Weight gain is dependent on a person's energy intake being greater than energy expenditure. One pound (0.45 kg) is equal to 3,500 calories. Therefore, a person consuming 500 calories more than he or she expends daily will gain 1 lb a week. The quality of life of those suffering from obesity is reduced as well. Obesity makes it very difficult to get the physical exercise needed in order to remain healthy and enjoy your favorite activities.


Dealing with obesity is very difficult without the help of a physician. Many obese people try to lose weight on their own by trying special diets and exercise routines that usually end in failure.

Obesity leads to a greatly increased risk of all of the following:

– Heart attack

– Stroke

– High blood pressure

– Diabetes

– Knee and joint problems

– Various types of cancer

– Premature death

Treating obesity-related disorders costs as much or more than illnesses caused by aging, smoking and problem drinking.

Economic costs

It accounts for 2 percent of the national health expenditure in France and Australia, more than 3 percent in Japan and Portugal and 4 percent in the Netherlands.
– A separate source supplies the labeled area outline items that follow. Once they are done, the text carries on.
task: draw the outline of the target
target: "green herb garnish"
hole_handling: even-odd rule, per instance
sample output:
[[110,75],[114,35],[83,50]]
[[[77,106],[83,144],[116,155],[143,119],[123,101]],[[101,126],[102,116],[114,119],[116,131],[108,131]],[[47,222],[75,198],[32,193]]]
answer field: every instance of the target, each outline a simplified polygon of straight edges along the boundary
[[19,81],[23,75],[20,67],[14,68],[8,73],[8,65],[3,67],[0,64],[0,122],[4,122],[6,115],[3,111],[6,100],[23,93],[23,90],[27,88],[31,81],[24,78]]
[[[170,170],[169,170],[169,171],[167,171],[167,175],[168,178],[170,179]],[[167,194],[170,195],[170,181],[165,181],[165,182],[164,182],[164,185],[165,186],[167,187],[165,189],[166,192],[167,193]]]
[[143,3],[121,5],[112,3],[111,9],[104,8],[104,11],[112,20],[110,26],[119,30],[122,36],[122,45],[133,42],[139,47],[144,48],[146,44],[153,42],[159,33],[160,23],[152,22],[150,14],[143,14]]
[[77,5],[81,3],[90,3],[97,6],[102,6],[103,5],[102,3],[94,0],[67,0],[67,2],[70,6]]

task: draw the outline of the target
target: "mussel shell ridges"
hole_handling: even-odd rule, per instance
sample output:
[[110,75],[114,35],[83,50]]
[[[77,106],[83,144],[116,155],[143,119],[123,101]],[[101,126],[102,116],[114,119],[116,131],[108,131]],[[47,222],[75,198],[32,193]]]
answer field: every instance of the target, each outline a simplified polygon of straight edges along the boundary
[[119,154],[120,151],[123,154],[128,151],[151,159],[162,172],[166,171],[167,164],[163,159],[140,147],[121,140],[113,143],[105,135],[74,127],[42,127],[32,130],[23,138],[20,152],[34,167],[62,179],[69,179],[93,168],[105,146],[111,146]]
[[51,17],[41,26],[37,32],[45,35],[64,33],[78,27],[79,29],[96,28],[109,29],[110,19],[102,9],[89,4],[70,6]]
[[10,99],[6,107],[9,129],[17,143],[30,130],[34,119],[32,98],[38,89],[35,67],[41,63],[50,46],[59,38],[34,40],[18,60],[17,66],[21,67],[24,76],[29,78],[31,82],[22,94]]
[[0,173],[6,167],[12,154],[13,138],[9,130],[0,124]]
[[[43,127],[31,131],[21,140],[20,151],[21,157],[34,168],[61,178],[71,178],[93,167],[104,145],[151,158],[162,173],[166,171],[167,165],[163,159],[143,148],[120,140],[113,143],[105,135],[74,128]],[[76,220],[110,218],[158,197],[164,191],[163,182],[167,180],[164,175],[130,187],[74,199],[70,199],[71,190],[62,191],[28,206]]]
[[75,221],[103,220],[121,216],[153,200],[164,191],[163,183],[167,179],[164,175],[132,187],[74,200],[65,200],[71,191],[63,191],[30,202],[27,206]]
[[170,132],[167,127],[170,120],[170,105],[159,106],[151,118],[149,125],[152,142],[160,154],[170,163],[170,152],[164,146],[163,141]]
A review of research into the economic causes and consequences of obesity presented at the 14th

European Congress on Obesity showed that in 2003 up to $96.7 billion was spent on obesity problems in the United States. Obesity, which is a risk factor for chronic diseases like diabetes, is calculated using the body mass index (BMI) — dividing weight in kilograms by height in meters squared.

The costs of dealing with the consequences of obesity rise along with the severity of the disorder. Being overweight or obese increases the odds of suffering from diabetes, cardiovascular disease and osteoarthritis, which are the major, reasons for obesity healthcare costs. An estimated 10-20 percent of men and 10-25 percent of women in European countries are obese.

Along with hefty health costs, obesity is also associated with a greater loss of productivity and increased rates of disability.

Despite the health and economic consequences of obesity, which affects more than 300 million people worldwide including a growing number of children and adolescents, health experts believe it is one of the most neglected public health issues.

Each Daily Soda Increases Obesity Risk 60%

According to Dr. Joseph Mercola Author of the Total Health Program, for every soft drink or sugar-sweetened beverage a child drinks every day, their obesity risk appears to jump 60%. About 65% of adolescent girls and 74% of adolescent boys consume soft drinks daily.

A study conducted in USA and which included over 500 schoolchildren of various ethnic backgrounds who were aged 11 and 12 found that for every can or glass of sugar-sweetened beverage a child drank during the 19-month study, a child's body mass index — a measure of weight related to height — and their chance of becoming obese increased 60%.